What a difference a terrorist attack makes. If this had been today I would have had to get to the airport 2 hours before take-off. It looks like I got there half an hour early and was able to check my baggage.

And now that I see that we had gyros in Hanover Park, I'm confused about my thinking it was in South Elgin. Memory is an elusive entity.

I think that I mistakenly wrote that the flight was supposed to take off July 7th. Maybe July 9th or July 6th because it actually took off July 7th, didn't it?

July 7, 1976 -- In which I fly to England again

Wednesday
9:06 pm Chicago time

Lights!

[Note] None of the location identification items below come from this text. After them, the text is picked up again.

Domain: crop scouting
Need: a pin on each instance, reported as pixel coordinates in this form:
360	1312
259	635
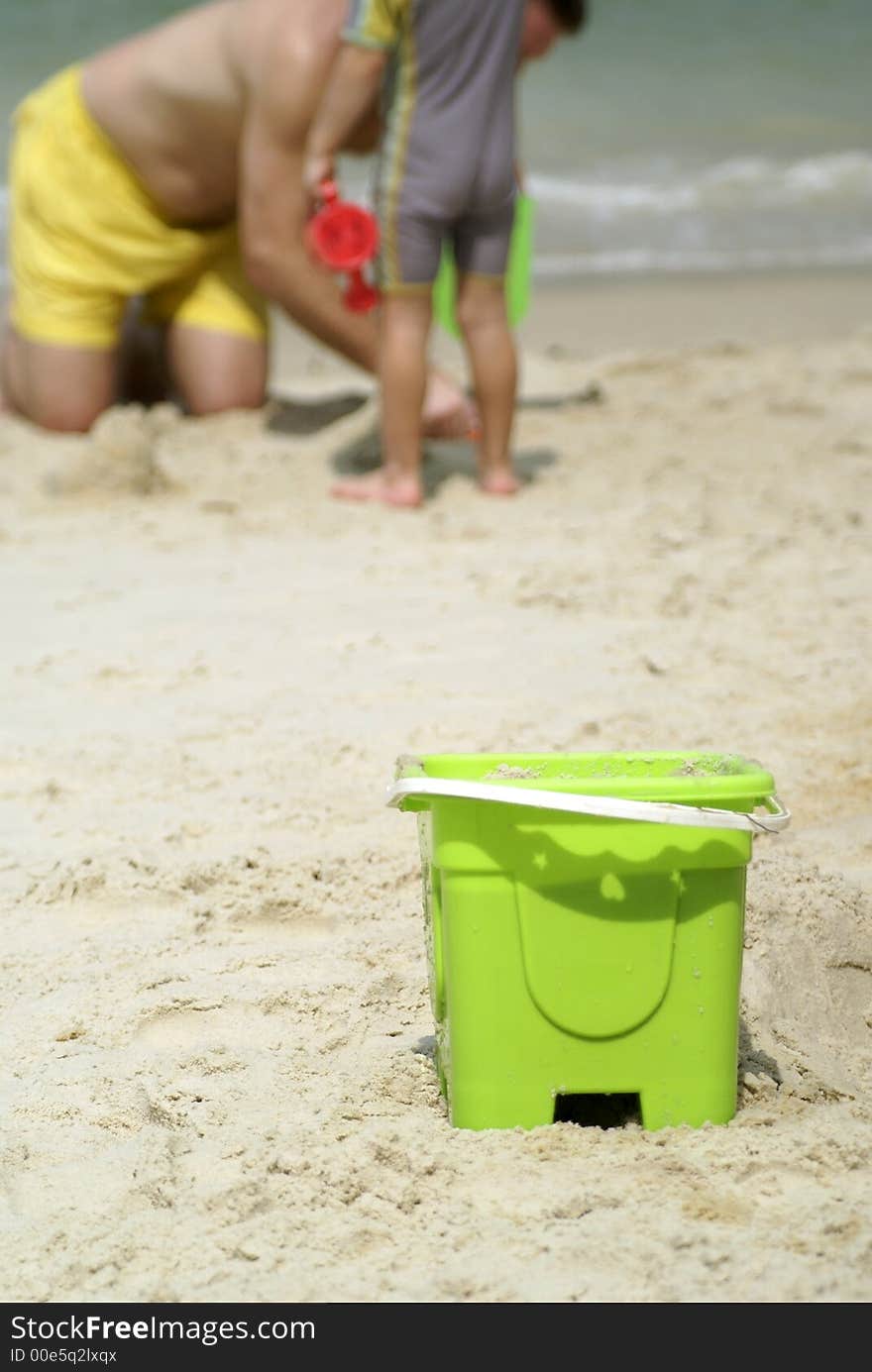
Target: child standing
447	169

Blue and orange and white! The 'plane is on the runway now, waiting to take off.

I had tears in my eyes when I said goodbye to my family. They should be almost home by now. I am going "home".

I want to write "here I go at last!" but that's what I said last time. I want this to be a fantastic journal -- one I can look back at and smile a little, cry a little and laugh a lot!

I'm feeling a little queasy, but that is most likely due to the gyro sandwich I had before I left. They are going to server dinner soon -- I don't think I can quite handle it. I had some Coke and that didn't help much.

I have a very nice woman sitting in the same row as me. She's British I think. I'm not sitting in the movie section. But I'm not bothered. I need the rest. I didn't especially want to see the film anyway. Sour grapes, I know.

4:30 am English time

3300 ft / 580 mph -- Turbulence! My eyes are a little sore.
Bangor ME -- Over Atlantic -- Cork, Ireland -- Irish Sea -- Cornwall -- London

Notes:
I remember this flight. I remember the gyro I ate. In fact, whenever I pass the restaruant we ate the gyros at in South Elgin, I think of eating that gyro before my flight in 1976. (We went back there to celebrate Clare's 13th birthday. No gyros then though. Good pizza instead.)